Lastly, and the most recent to come into my life is Jason Hunsicker, who is in the Navy. I know that I could go on and on and on about him… :) Anyway, well he has been in the Navy since August 2007, and is stationed in Yokosuka Japan on the USS Blue Ridge, which is the flagship for the 7th fleet. Currently he is deployed somewhere in the Pacific.

I just wanted to say thank you too all of the men and women who are or have been in the military and to their families as well.


***Aaron Williams***
***Daddy (on the left)***
***Jason***



Tuesday, February 10, 2009

Oh the joys of my life! I could go on and on! The reason I didn't post yesterday was because my internet was being funky! It is driving me nuts! I can't get onto the internet in the dorms, neither can most of the other girls. :( GRRRRRR!!!!! I have to go elsewhere on campus to be able to get online. It's very frustrating.
Yesterday was kinda boring. Nothing exciting happened in classes. It is spirit week, and yesterday's theme was blue and gold, which are our school colors. I didn't do anything for it cuz I really don't like gold, so as a result I don't own anything that is gold. I had to work like normal. After work I had some homework to do, and then I took a nap. It lasted a little bit longer than I was intending, like and hour in a half! YIKES! I guess I needed the sleep. It was wonderful.
Today was Western Day. I did wear a plaid shirt, denim skirt, boots, and had my roommate braid my hair. Yes, my hair really was up today! Shocking, I know! I got pictures, just to prove to those of you who know how much I HATE putting my hair up, that I actually did the cursed deed! :)
I played my cello in chapel today, I played "To God be the Glory." by Fanny Crosby. I picked that song on purpose because three years ago today I gave my life to Jesus, and WOW has He changed my life! :)

TO GOD BE THE GLORY

To God be the glory, great things He has done;
So loved He the world that He gave us His Son,
Who yielded His life an atonement for sin,
And opened the life gate that all may go in.

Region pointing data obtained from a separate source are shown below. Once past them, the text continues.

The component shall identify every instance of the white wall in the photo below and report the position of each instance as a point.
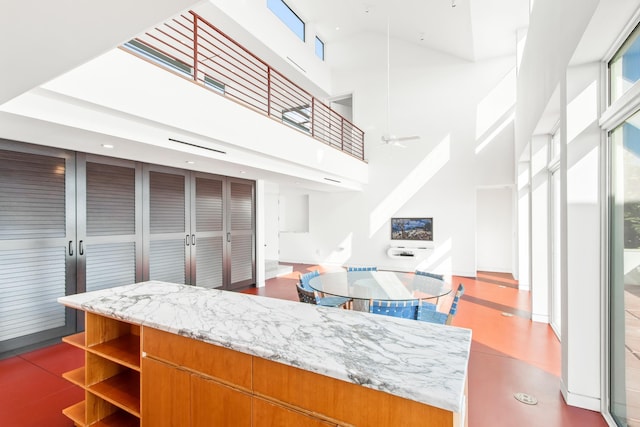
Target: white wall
(494, 237)
(581, 342)
(555, 28)
(461, 111)
(524, 224)
(284, 48)
(540, 228)
(145, 103)
(271, 222)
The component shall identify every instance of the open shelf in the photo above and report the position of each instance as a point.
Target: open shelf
(124, 350)
(76, 414)
(76, 377)
(76, 340)
(118, 419)
(111, 375)
(122, 390)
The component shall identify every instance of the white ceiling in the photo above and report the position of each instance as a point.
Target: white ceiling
(472, 30)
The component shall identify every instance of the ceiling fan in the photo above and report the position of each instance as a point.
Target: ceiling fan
(388, 138)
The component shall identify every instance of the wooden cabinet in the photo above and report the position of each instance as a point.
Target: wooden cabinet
(215, 404)
(111, 375)
(269, 414)
(169, 380)
(166, 395)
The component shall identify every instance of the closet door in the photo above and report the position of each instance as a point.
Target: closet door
(241, 233)
(207, 224)
(168, 235)
(109, 222)
(37, 243)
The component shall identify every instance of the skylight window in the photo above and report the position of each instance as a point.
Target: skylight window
(319, 48)
(158, 56)
(287, 16)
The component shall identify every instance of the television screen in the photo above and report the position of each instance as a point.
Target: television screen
(412, 229)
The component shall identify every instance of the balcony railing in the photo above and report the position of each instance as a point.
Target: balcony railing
(194, 48)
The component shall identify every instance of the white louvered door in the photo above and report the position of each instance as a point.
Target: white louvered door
(241, 233)
(208, 224)
(110, 231)
(167, 227)
(37, 243)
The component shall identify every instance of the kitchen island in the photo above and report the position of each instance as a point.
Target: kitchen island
(167, 354)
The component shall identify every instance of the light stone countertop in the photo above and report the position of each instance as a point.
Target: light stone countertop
(419, 361)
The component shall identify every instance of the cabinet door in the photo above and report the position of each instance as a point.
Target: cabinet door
(241, 233)
(167, 231)
(207, 220)
(109, 222)
(214, 404)
(267, 414)
(165, 395)
(37, 243)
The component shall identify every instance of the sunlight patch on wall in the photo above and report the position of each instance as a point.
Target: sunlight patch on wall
(341, 254)
(496, 105)
(439, 261)
(582, 111)
(539, 159)
(582, 182)
(410, 185)
(523, 179)
(498, 129)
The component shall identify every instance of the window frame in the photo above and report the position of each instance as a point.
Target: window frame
(319, 40)
(294, 15)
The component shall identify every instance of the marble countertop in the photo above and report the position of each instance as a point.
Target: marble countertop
(420, 361)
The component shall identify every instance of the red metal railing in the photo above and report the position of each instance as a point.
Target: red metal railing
(194, 48)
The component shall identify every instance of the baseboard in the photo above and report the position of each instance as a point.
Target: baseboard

O perfect redemption, the purchase of blood,
To every believer the promise of God;
The vilest offender who truly believes,
That moment from Jesus a pardon receives.

Great things He has taught us, great things He has done,
And great our rejoicing through Jesus the Son;
But purer, and higher, and greater will be
Our wonder, our transport, when Jesus we see.

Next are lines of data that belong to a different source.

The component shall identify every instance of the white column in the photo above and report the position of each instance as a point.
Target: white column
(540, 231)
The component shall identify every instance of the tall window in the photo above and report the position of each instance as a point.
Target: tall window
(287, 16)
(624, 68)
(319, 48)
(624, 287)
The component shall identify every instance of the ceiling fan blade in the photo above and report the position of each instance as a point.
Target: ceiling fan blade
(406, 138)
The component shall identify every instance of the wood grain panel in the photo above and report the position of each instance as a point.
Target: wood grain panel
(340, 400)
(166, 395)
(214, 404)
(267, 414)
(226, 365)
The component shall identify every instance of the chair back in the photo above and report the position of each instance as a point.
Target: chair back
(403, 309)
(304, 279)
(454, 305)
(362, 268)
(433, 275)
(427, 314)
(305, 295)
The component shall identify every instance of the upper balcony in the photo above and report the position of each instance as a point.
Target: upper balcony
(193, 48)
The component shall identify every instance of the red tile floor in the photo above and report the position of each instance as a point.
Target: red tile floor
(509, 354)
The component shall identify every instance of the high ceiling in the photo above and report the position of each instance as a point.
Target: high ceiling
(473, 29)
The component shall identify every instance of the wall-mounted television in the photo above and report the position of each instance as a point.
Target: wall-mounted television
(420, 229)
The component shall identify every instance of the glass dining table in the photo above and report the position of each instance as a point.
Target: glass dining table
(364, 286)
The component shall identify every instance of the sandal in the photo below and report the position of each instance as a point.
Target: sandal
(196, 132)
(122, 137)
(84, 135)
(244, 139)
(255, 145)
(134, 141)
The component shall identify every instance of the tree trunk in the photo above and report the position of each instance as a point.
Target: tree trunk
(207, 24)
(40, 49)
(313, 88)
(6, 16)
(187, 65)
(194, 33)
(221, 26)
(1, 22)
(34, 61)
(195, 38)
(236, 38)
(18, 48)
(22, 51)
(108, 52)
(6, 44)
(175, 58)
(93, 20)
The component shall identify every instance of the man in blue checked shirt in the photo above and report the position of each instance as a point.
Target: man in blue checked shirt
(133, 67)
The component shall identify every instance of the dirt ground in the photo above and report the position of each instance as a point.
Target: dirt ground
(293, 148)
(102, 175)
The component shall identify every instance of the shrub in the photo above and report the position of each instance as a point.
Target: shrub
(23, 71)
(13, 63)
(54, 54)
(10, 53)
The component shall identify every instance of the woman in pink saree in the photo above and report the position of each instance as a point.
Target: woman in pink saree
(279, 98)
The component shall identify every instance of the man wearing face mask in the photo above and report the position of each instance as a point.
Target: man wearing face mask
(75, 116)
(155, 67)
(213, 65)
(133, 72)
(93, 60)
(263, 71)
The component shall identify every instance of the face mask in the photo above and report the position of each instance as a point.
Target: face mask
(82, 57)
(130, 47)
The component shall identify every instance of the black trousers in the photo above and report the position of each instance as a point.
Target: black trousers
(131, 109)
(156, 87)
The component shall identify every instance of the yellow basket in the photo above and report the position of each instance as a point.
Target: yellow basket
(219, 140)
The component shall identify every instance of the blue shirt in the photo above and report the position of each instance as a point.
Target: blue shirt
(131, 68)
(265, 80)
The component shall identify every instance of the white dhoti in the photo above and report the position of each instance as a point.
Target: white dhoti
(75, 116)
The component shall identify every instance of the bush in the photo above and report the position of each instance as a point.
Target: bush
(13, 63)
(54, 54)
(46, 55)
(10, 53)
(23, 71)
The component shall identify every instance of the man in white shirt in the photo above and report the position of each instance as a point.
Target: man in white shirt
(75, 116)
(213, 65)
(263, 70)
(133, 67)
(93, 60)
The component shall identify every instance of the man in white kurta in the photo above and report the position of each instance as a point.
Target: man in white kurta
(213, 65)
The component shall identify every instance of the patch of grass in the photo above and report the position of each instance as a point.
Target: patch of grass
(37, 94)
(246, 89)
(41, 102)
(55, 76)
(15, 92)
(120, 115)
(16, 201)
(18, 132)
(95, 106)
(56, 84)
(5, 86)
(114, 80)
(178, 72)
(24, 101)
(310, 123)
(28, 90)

Praise the Lord, praise the Lord,
Let the earth hear His voice!
Praise the Lord, praise the Lord,
Let the people rejoice!
O come to the Father, through Jesus the Son,
And give Him the glory, great things He has done.

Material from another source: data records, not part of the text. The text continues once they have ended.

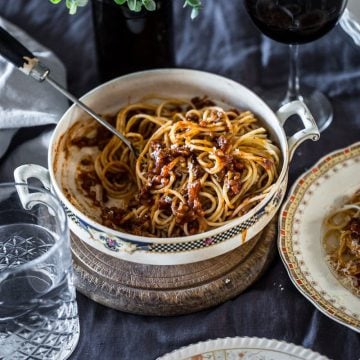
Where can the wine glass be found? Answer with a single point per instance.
(297, 22)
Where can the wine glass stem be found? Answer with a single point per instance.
(293, 91)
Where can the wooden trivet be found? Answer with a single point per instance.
(170, 289)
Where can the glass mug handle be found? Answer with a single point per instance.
(22, 174)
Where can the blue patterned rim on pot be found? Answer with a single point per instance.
(171, 83)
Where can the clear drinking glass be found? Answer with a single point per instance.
(38, 310)
(297, 22)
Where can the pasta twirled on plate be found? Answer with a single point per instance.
(342, 243)
(199, 166)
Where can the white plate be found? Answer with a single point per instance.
(350, 21)
(244, 348)
(313, 195)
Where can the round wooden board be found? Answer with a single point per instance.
(164, 290)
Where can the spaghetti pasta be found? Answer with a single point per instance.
(342, 242)
(199, 166)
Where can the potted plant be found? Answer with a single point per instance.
(132, 35)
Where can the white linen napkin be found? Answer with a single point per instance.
(24, 102)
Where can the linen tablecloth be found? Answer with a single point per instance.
(224, 41)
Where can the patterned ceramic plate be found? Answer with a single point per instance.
(350, 21)
(311, 198)
(244, 348)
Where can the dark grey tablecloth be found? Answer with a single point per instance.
(224, 41)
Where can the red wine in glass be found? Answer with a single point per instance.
(296, 22)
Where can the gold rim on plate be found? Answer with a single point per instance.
(313, 195)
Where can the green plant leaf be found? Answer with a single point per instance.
(150, 5)
(132, 4)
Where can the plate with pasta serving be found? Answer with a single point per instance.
(210, 174)
(319, 235)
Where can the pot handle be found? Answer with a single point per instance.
(310, 131)
(22, 174)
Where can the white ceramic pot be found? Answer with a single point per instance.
(182, 83)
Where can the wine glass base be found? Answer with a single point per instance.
(315, 100)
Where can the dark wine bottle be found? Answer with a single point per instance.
(128, 41)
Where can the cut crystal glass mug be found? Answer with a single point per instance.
(38, 310)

Just in case you are wondering, I managed to make it through the entire piece without harming myself or others! YAY! As I was setting up to play Bro. Randall made some announcement, then he got off the platform, guess he was a little bit nervous! He's got a nice red bump on his head! Poor guy! I do feel really bad, but I also think it is really funny! I guess I can't believe it happened. Sometime last semester, I can't remember if it was in a sermon that he preached, or if it was in a Sunday School lesson, he said that some students come and go and nobody really remembers them. Other come and leave a mark, some good and some bad. At the time that he said that I wondered if I'd leave a mark, well now I know! I wasn't planning on leaving a bad mark, but I sure managed to do leave one quite well! I'm sure he won't be forgetting me for a long time, although he will probably want to forget me. :) :)

I have lots of studying to do today. I have 2 tests and 2 quizzes tomorrow! YIKES!! Pray for me! I normally work on Tuesdays, so I would've been really pressed for time, but tomorrow night is the Valentine's banquet, and I'm not going, but one of the other girls is, and she normally works Wednesdays, but not Tuesdays so she asked to switch days with me. I was more than happy to swap!